Major depressive disorder (MDD) is a common psychiatric illness with a high proportion of patients being nonresponsive to therapy. Selective serotonin reuptake inhibitors (SSRI) are widely prescribed for treating depression. Chronic SSRI administration is needed for therapeutic effects, a process implicating in part, increased neurogenesis in the hippocampus.
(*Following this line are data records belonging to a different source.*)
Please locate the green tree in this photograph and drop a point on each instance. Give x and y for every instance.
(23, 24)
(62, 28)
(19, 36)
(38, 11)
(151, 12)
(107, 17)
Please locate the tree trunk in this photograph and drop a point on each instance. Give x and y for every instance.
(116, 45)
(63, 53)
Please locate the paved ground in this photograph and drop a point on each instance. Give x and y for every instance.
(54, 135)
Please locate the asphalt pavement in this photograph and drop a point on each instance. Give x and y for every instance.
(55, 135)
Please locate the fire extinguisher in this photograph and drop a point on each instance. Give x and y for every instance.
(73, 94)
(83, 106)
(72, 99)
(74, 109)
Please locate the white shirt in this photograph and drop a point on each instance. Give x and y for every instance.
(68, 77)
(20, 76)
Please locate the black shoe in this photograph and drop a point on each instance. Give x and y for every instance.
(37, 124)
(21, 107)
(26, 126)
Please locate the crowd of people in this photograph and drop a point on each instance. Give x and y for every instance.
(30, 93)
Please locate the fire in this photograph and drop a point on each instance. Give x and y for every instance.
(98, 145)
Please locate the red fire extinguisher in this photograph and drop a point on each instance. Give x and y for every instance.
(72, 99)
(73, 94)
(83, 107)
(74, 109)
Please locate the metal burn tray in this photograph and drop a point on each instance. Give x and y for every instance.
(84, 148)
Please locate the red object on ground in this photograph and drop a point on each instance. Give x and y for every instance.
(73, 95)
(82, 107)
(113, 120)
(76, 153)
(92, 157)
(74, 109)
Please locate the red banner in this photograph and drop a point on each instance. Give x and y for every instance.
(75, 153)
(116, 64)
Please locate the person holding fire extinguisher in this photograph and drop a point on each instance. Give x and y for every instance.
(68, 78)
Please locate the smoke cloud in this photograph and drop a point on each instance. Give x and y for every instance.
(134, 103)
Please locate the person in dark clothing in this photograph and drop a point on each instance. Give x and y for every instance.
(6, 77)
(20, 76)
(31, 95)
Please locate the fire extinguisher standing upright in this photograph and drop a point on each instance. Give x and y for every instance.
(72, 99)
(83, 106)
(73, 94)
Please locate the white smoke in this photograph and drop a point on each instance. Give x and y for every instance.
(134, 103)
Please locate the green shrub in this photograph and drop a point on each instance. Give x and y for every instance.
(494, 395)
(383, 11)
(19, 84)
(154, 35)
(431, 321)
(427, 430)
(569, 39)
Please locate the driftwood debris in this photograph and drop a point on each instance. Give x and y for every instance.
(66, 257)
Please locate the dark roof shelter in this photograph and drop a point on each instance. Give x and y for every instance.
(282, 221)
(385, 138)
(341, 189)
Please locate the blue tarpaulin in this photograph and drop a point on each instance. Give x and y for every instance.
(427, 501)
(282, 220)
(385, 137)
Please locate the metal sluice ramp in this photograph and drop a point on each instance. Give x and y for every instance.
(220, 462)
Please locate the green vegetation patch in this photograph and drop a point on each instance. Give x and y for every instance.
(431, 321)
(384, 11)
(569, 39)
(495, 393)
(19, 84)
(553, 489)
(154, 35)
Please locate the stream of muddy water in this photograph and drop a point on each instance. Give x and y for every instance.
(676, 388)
Recent genome wide association studies (GWAS) identified the DrD2 locus, which encodes the dopamine D2 receptor (D2R) as a major risk factor in MDD. Here we demonstrate that behavioural effects associated with chronic administration of the SSRI drug fluoxetine and its accompanying neurogenic effects require D2R. Administration of fluoxetine to congenital D2R-knockout mice, or co-administration of the antidepressant with the antipsychotic D2R antagonist drug haloperidol prevented the neurogenic effects of fluoxetine. Furthermore, while acute behavioural responses to fluoxetine did not require D2R, this receptor was essential for the behavioural effects of chronic fluoxetine. The neurogenic impact of chronic fluoxetine was further associated with beta-arrestin 2-mediated signalling and the hippocampal regulation of the pro-neurogenic factor BDNF. These results support a role of D2R in regulating the therapeutically relevant chronic effects of fluoxetine on mood, BDNF signalling, and associated hippocampal neurogenesis. Furthermore, our findings suggest an unappreciated interaction between genetic risk for MDD and treatment responsiveness as well as a negative interaction between SSRIs and antipsychotic drugs in the regulation of hippocampal neurogenesis.